Patients who want OAB symptom relief can be placed on an anticholinergic. “There are now five different pills and a patch,” notes Dr. Hall. “Patients who are already taking a lot of medication may prefer a patch. If patients are taking anticholinergics, though, you have to monitor them to be sure they aren’t in retention.”

 

In the past, Dr. Hall continues, “it was considered a major faux pas to put the average man with urinary problems on meds to treat OAB. But some studies show you can treat men with OAB meds for mild-to-moderate LUTS, and that treating patients with PDE-5 [phosphodiesterase-5] inhibitors may improve urinary function.”

 

Following evaluation, most patients with obstructive symptoms are put on alpha blockers, which is the standard of care, says Dr.

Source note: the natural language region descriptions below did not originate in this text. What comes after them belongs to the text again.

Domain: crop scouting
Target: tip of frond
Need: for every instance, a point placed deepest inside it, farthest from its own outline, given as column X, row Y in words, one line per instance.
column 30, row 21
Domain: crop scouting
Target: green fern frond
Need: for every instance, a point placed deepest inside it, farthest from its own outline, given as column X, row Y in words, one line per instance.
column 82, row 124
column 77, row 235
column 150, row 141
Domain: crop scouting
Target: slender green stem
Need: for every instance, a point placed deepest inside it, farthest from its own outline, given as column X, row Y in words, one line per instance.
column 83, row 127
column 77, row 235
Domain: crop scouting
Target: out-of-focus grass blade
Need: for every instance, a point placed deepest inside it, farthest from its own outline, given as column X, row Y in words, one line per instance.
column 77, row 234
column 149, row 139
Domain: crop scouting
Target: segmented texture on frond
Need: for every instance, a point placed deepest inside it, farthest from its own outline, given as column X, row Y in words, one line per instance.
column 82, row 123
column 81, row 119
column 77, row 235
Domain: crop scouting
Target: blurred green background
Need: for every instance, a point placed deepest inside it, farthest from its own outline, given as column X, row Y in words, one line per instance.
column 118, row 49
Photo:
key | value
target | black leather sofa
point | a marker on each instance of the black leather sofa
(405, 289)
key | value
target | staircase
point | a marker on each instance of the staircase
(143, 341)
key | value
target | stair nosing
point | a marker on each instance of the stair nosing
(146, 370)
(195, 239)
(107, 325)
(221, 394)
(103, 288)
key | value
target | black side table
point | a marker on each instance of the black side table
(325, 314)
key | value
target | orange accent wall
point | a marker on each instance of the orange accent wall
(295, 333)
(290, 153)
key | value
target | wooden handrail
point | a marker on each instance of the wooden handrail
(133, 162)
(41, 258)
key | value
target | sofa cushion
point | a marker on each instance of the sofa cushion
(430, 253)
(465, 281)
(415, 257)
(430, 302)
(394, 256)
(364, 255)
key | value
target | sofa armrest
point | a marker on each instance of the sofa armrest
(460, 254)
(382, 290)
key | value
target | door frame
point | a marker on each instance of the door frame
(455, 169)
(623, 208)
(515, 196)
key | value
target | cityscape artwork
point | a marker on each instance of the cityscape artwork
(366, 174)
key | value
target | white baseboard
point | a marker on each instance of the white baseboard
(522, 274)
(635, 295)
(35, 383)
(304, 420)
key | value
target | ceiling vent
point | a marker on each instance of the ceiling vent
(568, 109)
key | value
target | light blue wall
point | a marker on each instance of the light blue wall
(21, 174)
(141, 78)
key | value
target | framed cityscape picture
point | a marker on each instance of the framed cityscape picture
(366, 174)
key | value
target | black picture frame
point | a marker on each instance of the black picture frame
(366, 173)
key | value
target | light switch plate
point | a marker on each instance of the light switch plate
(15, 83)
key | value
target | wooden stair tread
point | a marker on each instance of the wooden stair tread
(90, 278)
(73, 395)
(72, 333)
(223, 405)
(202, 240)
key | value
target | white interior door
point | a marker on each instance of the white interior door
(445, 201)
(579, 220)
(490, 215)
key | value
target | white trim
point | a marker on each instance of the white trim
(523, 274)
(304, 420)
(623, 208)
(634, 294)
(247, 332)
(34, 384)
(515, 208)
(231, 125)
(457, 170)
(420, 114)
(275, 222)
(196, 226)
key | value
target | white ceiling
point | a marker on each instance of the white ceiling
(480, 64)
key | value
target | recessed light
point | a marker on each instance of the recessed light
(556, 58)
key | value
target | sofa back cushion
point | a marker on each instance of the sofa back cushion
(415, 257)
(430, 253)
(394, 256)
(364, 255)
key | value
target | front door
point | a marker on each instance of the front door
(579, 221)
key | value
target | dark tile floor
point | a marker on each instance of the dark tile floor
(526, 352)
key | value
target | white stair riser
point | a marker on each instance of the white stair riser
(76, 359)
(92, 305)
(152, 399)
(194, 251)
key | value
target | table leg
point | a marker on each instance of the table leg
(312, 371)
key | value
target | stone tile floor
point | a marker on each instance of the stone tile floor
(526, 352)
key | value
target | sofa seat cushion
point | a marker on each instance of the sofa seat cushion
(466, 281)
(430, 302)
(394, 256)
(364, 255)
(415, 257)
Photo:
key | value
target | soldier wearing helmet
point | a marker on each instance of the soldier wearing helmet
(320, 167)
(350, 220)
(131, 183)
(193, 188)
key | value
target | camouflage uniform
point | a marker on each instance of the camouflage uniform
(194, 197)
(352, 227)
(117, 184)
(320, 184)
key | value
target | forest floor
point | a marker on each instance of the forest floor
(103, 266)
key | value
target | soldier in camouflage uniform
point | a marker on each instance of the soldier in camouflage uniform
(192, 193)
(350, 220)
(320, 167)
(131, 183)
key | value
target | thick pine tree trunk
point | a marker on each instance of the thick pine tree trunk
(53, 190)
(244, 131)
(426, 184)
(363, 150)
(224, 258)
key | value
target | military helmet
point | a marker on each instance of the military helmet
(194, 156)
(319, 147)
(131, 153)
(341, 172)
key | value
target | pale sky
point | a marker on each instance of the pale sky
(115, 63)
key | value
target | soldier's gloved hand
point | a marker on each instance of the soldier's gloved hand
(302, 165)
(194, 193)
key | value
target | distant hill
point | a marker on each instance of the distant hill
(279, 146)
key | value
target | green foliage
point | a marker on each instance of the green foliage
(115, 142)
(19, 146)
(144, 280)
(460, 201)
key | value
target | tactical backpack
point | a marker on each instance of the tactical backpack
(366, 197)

Hall. “If a patient has elevated PSA in addition to symptoms, but no evidence of cancer, it’s reasonable to take this route. I generally put average patients with relatively small prostate glands (30 grams) on an al-pha blocker. If a patient has a prostate over 50 cc, putting him on a 5-alpha-reductase inhibitor, finasteride (Proscar) or dutasteride (Avodart), will not only improve symptoms, but reduce the likelihood of urinary retention, especially if the patient has an elevated PSA level in the absence of cancer.”

 

“These days some urologists are putting these patients on anticholinergics. Before we do that on a large scale though, I think we need more and bigger studies. Lots of family doctors treat men with LUTS and are not ready to put patients on anticholinergics because we don’t yet know if they’re safe and effective long-term.”

 

Dr. Paterson says it’s important to check a urine cytology in patients with irritative voiding symptoms, and many urologists will then proceed to cystoscopy in this patient group. He also takes a thorough dietary history. “Dietary change is something we need to stress more: avoiding or limiting caffeinated beverages, acidic and spicy foods, and alcohol,” he says. “We also need to tell male patients to do Kegel exercises and discuss fluid restriction.” Only then does he bring up pharmacologic therapy. “If a patient has obstructive, irritative, or mixed voiding symptoms, and no absolute need for surgery, you can start with an alpha blocker and see how he does.”